Labour may have fallen from grace but they are drifting downwards rather than collapsing in the polls, says BBC Political Research editor David Cowling.

The latest Gallup poll (Daily Telegraph, 9 June) records a formidable set of negatives for the government that seems a painfully fitting end to a troubled week for the Prime Minister.

Labour's monthly aggregate voting support (based on surveys throughout May amounting to 4,000 respondents) is down 2%.

Prime Minister Tony Blair's personal rating is down 4%, approval of the government's record to date down 4.8%, and the rating of the government's economic competence down 4.4%.

This completes a month when all the published polls showed a decline in Labour's position.

Downward drift

Unwelcome as they undoubtedly are for the government, this apparent fall from grace is not a collapse but a drift downwards that becomes more dangerous each month it continues.

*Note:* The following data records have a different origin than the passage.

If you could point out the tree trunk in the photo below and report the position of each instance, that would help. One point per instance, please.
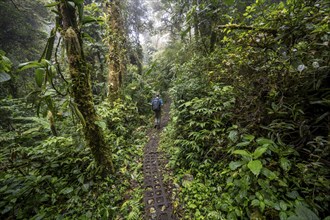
(117, 41)
(81, 87)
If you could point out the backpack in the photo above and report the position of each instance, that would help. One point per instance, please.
(155, 104)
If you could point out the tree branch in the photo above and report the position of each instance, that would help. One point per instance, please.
(245, 27)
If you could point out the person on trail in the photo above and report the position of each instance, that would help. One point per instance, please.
(156, 105)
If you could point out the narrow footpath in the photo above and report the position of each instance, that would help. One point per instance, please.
(156, 198)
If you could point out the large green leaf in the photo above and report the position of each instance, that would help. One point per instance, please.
(243, 153)
(229, 2)
(255, 166)
(285, 164)
(39, 76)
(4, 77)
(235, 164)
(304, 214)
(264, 141)
(33, 64)
(259, 151)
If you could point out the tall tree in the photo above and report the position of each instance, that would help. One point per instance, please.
(117, 51)
(81, 85)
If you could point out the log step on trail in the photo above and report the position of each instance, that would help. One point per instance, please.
(156, 198)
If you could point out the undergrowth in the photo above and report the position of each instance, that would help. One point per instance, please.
(48, 177)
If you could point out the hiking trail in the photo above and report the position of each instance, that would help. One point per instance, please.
(156, 196)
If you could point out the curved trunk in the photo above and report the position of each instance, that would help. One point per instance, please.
(117, 66)
(81, 88)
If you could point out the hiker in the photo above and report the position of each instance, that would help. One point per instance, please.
(156, 105)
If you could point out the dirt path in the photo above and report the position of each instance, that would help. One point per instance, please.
(156, 197)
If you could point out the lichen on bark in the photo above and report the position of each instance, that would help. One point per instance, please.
(81, 88)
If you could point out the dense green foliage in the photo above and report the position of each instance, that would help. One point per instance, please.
(250, 128)
(47, 171)
(249, 136)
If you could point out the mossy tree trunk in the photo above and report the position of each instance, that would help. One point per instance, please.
(117, 51)
(81, 87)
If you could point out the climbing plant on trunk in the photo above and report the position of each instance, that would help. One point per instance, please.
(81, 85)
(117, 41)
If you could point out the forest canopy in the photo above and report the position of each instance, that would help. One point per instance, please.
(248, 85)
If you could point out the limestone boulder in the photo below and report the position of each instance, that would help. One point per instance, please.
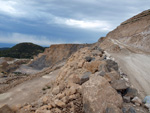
(98, 95)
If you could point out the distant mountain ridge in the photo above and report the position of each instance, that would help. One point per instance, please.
(22, 50)
(4, 48)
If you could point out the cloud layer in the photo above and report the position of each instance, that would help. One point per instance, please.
(63, 21)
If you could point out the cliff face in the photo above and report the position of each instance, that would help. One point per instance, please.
(55, 54)
(135, 33)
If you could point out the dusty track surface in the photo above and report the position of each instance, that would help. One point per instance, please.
(136, 66)
(28, 91)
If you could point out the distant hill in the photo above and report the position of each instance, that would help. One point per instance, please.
(22, 50)
(4, 48)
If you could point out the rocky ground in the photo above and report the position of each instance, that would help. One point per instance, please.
(91, 83)
(110, 76)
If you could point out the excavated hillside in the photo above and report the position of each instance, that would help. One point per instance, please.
(110, 76)
(129, 45)
(55, 54)
(134, 33)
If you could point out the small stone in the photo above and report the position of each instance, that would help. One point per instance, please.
(131, 92)
(111, 65)
(45, 99)
(126, 99)
(85, 77)
(6, 109)
(89, 59)
(131, 110)
(137, 101)
(57, 110)
(72, 97)
(147, 99)
(119, 85)
(60, 103)
(65, 99)
(147, 106)
(60, 95)
(56, 90)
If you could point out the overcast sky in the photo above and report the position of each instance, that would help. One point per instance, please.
(46, 22)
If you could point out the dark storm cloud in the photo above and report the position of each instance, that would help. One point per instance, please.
(53, 21)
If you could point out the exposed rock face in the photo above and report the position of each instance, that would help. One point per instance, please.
(6, 109)
(135, 33)
(90, 81)
(55, 54)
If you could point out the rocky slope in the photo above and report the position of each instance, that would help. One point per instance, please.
(134, 33)
(91, 81)
(55, 54)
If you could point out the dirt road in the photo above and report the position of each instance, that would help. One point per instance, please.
(27, 91)
(136, 66)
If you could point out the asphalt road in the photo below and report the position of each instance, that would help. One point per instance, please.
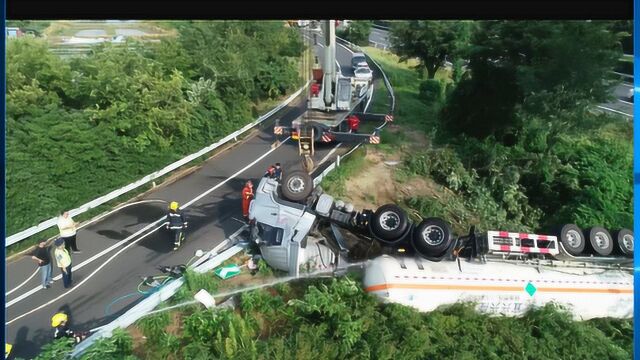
(99, 282)
(620, 105)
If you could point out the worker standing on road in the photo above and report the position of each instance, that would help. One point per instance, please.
(42, 256)
(247, 196)
(271, 170)
(354, 123)
(59, 322)
(67, 228)
(176, 222)
(278, 172)
(63, 260)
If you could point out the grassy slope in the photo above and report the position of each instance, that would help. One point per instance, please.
(273, 326)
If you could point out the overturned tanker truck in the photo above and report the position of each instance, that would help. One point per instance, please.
(299, 228)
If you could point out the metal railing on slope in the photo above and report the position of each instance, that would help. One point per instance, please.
(17, 237)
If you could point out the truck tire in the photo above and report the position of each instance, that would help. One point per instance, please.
(389, 222)
(623, 240)
(317, 133)
(432, 237)
(599, 240)
(572, 238)
(297, 185)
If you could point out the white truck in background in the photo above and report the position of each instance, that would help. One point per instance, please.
(301, 229)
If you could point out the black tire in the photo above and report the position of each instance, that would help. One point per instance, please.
(599, 240)
(389, 222)
(623, 240)
(432, 237)
(297, 185)
(317, 133)
(572, 238)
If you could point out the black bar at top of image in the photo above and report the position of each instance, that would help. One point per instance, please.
(347, 9)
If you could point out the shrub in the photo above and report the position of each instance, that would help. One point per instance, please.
(431, 91)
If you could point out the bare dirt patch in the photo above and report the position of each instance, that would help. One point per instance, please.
(376, 183)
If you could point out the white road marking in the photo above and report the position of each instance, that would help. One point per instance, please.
(30, 292)
(83, 225)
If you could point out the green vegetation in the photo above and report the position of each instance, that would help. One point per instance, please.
(540, 168)
(82, 127)
(432, 42)
(337, 319)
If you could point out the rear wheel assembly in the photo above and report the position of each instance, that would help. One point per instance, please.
(432, 237)
(297, 185)
(572, 239)
(599, 240)
(623, 242)
(389, 223)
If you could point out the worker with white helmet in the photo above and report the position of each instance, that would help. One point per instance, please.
(177, 222)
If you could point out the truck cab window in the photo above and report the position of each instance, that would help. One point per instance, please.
(269, 234)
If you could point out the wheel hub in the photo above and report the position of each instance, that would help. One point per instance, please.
(627, 242)
(573, 238)
(389, 220)
(296, 185)
(433, 235)
(602, 240)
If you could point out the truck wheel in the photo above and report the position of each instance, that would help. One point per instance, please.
(600, 240)
(623, 240)
(317, 133)
(572, 239)
(389, 222)
(297, 185)
(432, 237)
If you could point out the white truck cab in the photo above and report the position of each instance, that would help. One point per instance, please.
(282, 229)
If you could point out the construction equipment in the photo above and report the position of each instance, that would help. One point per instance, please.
(333, 97)
(299, 228)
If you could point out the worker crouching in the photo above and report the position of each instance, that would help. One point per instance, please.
(176, 222)
(59, 323)
(247, 196)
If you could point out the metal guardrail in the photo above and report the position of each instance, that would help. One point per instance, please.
(318, 179)
(207, 262)
(123, 190)
(384, 76)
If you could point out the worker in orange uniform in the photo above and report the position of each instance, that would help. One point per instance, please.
(247, 196)
(354, 123)
(270, 173)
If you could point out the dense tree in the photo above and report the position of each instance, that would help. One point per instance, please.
(432, 42)
(540, 66)
(121, 112)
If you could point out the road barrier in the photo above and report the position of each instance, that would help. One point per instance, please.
(212, 259)
(207, 262)
(318, 179)
(125, 189)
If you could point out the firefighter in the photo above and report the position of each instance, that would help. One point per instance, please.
(270, 173)
(277, 174)
(176, 222)
(315, 89)
(59, 323)
(354, 123)
(247, 196)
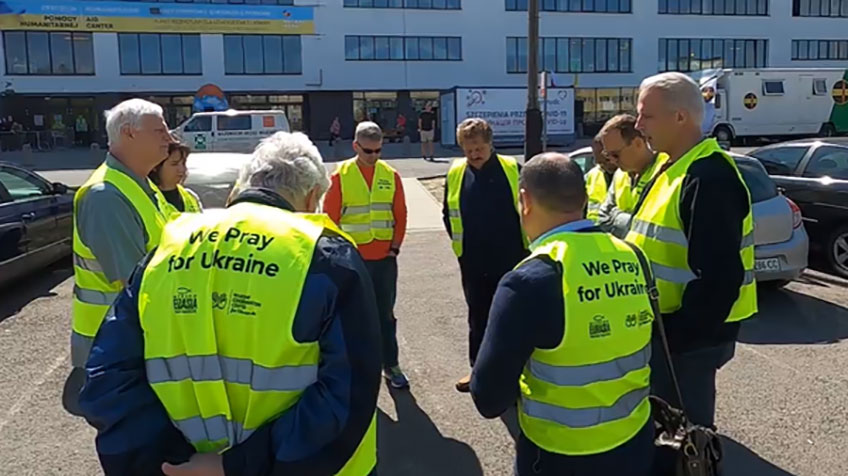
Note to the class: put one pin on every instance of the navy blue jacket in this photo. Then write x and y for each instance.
(316, 436)
(527, 313)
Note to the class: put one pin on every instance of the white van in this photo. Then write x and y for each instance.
(230, 131)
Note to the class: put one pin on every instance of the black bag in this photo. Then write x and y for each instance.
(699, 450)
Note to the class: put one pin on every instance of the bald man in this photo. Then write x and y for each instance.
(565, 381)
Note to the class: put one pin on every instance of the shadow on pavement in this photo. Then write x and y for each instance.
(787, 317)
(15, 297)
(741, 461)
(413, 445)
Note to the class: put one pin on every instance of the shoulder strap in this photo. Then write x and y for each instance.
(653, 296)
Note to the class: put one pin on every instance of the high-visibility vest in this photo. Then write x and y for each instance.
(658, 230)
(596, 189)
(590, 393)
(626, 194)
(367, 212)
(218, 333)
(454, 182)
(93, 291)
(190, 204)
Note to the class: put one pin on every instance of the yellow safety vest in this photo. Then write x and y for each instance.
(93, 292)
(218, 345)
(658, 230)
(590, 393)
(190, 204)
(596, 189)
(454, 182)
(367, 212)
(626, 195)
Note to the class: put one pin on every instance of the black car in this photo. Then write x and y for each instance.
(36, 222)
(814, 174)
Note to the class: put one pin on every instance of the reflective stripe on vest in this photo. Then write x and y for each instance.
(596, 189)
(658, 230)
(219, 347)
(454, 191)
(93, 292)
(367, 212)
(590, 393)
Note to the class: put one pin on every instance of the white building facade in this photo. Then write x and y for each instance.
(383, 58)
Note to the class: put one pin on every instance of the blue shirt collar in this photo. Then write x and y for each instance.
(571, 226)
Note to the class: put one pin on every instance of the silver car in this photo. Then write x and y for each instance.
(211, 175)
(780, 240)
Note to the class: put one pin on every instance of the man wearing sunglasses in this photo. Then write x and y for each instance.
(637, 163)
(366, 200)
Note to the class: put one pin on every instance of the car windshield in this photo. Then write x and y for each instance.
(759, 183)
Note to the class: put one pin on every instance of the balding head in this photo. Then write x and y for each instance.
(555, 182)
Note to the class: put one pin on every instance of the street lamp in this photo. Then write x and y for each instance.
(533, 117)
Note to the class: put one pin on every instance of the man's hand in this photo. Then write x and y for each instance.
(200, 464)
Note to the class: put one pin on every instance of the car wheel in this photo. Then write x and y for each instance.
(837, 251)
(827, 130)
(723, 134)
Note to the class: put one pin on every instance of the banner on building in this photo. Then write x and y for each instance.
(504, 109)
(142, 17)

David Cowling: Polls are fitting end to bad week for Labour

Just as with the two previous polls (ICM and MORI), Labour's problems do not result in any great advantage for the Conservatives.

While Mr Blair's personal approval rating has fallen to 46.6% in Gallup, Tory leader William Hague's stands at 17.5%.

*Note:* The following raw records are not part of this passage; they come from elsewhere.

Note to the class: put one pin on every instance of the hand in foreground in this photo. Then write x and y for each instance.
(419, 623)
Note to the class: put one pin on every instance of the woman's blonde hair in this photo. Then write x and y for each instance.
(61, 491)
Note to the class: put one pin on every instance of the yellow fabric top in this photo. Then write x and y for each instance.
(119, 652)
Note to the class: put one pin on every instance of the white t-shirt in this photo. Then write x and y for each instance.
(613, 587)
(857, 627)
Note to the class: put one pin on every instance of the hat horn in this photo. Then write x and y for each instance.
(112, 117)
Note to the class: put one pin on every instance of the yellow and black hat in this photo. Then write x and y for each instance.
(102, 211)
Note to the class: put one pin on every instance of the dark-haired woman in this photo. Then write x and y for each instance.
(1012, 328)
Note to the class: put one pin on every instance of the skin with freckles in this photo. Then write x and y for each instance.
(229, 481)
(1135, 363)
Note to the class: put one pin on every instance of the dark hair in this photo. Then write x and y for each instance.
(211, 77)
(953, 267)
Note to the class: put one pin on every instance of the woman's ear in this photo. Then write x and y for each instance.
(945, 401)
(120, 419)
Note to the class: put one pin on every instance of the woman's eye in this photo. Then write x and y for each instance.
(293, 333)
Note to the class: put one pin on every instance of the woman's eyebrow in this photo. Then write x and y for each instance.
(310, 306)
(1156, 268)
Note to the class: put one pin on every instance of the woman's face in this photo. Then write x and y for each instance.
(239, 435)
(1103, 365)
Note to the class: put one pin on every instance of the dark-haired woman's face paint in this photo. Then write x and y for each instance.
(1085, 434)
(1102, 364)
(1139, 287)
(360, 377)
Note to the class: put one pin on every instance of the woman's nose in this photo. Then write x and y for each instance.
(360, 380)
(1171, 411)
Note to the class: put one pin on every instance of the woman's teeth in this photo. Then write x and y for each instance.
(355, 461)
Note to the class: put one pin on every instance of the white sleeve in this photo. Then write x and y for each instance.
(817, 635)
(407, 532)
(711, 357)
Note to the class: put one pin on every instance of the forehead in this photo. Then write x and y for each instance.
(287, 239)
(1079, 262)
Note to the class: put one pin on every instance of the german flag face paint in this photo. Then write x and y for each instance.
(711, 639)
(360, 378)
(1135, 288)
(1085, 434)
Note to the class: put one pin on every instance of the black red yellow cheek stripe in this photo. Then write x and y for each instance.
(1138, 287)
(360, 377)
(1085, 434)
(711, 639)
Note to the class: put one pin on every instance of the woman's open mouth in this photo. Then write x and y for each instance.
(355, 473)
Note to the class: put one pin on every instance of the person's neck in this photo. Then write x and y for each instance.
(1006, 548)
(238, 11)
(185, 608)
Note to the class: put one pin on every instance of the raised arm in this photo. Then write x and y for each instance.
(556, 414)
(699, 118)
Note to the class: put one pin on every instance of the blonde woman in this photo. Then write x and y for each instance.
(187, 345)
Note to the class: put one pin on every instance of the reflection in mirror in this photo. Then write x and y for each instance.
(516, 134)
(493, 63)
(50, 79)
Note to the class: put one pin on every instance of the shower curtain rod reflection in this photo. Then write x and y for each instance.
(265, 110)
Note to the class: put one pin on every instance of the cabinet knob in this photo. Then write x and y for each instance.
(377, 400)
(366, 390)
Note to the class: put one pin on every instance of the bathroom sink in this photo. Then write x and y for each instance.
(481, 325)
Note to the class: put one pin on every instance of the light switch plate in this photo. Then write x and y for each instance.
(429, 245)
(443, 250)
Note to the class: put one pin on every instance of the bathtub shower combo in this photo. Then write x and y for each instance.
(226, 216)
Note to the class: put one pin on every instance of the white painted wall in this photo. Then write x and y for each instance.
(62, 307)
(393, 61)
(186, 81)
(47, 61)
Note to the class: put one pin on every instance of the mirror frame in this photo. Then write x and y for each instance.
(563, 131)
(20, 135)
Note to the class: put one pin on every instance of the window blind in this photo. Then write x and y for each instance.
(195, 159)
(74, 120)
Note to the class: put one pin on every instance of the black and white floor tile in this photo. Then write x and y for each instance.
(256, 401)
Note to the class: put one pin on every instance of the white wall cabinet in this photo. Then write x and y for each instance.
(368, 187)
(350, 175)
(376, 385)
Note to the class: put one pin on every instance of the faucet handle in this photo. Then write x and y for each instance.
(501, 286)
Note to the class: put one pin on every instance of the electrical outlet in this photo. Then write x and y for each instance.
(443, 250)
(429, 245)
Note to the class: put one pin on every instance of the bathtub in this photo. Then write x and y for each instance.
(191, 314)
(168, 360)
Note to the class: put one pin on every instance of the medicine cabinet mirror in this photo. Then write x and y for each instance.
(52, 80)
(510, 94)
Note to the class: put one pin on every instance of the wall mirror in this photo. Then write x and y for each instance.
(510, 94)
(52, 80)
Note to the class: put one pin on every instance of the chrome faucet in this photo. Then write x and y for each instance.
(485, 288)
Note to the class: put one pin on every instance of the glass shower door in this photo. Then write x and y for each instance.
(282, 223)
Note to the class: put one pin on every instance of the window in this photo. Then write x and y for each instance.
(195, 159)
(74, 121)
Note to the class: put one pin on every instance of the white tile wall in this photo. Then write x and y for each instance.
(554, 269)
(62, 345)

Whereas Gallup's monthly aggregate poll shows a 2% improvement in Conservative voting intention, the resulting 32.5% is barely 1% above their disastrous share of the vote in the general election over three years ago.

Indeed, the smaller (1,000-strong sample) most recent Gallup snapshot poll (fieldwork finishing on 6 June) actually puts Labour up 2% on the previous month (at 49%) and the Conservatives down 1% on 30%.

Euro progress

Earlier this week, Channel 4's Power House programme broadcast the findings of a poll they had commissioned from NOP (fieldwork 2-4 June) that investigated attitudes toward the euro.

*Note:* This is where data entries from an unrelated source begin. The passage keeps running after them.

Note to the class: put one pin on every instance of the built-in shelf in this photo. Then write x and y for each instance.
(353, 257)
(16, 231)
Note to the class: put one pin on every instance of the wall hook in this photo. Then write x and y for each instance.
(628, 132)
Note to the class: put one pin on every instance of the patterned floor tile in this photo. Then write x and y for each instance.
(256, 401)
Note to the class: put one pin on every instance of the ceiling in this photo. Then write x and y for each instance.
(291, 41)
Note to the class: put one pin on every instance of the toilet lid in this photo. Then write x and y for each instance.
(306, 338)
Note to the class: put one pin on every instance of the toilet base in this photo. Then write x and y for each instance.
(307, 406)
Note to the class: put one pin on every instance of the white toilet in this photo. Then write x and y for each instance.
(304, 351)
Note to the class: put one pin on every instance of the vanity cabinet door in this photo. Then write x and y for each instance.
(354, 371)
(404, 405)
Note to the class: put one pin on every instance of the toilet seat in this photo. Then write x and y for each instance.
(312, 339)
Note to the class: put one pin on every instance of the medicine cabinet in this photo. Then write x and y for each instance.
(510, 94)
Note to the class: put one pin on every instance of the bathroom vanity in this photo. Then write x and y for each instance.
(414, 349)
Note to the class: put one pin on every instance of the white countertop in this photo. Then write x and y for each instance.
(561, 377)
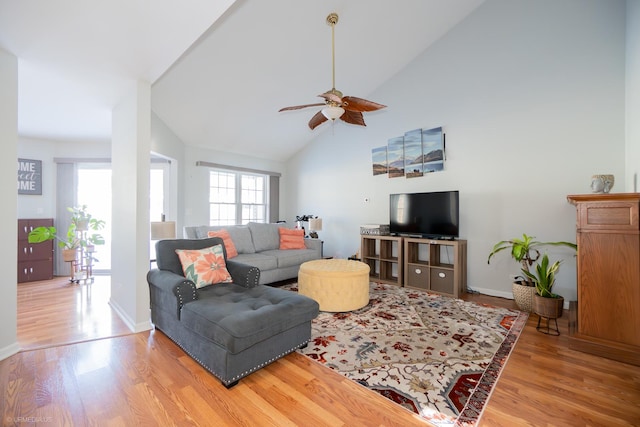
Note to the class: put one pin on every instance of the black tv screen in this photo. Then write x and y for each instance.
(432, 215)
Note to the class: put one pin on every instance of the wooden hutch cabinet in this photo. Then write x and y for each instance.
(605, 320)
(35, 261)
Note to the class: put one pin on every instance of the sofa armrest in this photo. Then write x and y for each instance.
(315, 244)
(169, 290)
(243, 274)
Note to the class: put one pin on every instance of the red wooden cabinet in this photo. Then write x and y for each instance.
(35, 260)
(605, 320)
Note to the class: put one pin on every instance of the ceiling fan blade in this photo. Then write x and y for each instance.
(353, 117)
(352, 103)
(298, 107)
(317, 119)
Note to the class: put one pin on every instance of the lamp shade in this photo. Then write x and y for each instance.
(315, 224)
(163, 230)
(332, 113)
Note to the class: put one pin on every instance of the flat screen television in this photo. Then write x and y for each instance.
(433, 215)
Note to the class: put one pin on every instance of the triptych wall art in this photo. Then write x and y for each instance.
(418, 152)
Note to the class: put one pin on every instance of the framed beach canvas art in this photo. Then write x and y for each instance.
(379, 159)
(433, 150)
(395, 157)
(413, 153)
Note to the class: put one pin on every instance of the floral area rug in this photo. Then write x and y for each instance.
(436, 356)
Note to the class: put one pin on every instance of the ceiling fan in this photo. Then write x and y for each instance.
(348, 108)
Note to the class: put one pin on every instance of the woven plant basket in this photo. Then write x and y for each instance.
(69, 255)
(550, 308)
(523, 296)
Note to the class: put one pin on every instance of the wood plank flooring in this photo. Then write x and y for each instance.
(54, 312)
(145, 379)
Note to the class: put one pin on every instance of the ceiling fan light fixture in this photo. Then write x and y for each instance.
(332, 112)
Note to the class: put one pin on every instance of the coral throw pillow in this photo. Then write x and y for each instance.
(204, 266)
(228, 243)
(291, 239)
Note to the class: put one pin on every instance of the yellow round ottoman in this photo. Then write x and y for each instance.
(336, 284)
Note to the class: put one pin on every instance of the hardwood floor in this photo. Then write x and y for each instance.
(145, 379)
(55, 312)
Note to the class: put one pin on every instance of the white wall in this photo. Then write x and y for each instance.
(8, 225)
(531, 96)
(166, 144)
(633, 96)
(131, 144)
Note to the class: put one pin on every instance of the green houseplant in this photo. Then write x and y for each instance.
(526, 252)
(545, 303)
(82, 232)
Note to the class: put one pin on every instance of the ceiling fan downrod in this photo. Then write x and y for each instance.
(332, 20)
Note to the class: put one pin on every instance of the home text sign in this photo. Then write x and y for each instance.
(29, 176)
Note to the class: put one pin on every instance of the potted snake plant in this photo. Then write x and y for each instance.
(526, 252)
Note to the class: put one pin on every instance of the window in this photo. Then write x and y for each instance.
(94, 190)
(237, 198)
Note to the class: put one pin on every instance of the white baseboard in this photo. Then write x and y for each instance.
(9, 351)
(507, 295)
(132, 325)
(492, 292)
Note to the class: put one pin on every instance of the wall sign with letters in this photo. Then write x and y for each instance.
(29, 176)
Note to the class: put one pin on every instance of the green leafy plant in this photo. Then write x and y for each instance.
(525, 251)
(81, 220)
(544, 277)
(43, 234)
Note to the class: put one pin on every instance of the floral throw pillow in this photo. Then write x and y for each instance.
(204, 266)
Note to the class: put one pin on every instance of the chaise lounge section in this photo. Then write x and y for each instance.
(231, 329)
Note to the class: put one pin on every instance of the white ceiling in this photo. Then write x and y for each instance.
(220, 70)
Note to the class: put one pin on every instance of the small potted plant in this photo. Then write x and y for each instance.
(545, 303)
(524, 251)
(75, 237)
(70, 243)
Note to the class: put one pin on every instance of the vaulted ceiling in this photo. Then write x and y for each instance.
(220, 70)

The monthly ICM question, asking how respondents would vote if a referendum on joining the euro were held tomorrow, regularly records about 60% of respondents who say they would vote against.

However, NOP found more complex responses in their more detailed question.

Offering four statements from which respondents were invited to choose one, they found 9% wanting to join the euro as soon as possible, compared with 23% who said Britain should never join.

But the largest single group - some 41% - said we should join the euro at some point although the conditions were not yet right.

The final group (22% of the sample) said that joining could cause problems and we should rule out membership for the next few years.

On the basis of these findings, public opinion seems more evenly balanced on the issue of Britain's membership of the euro than the political debate of recent months would suggest.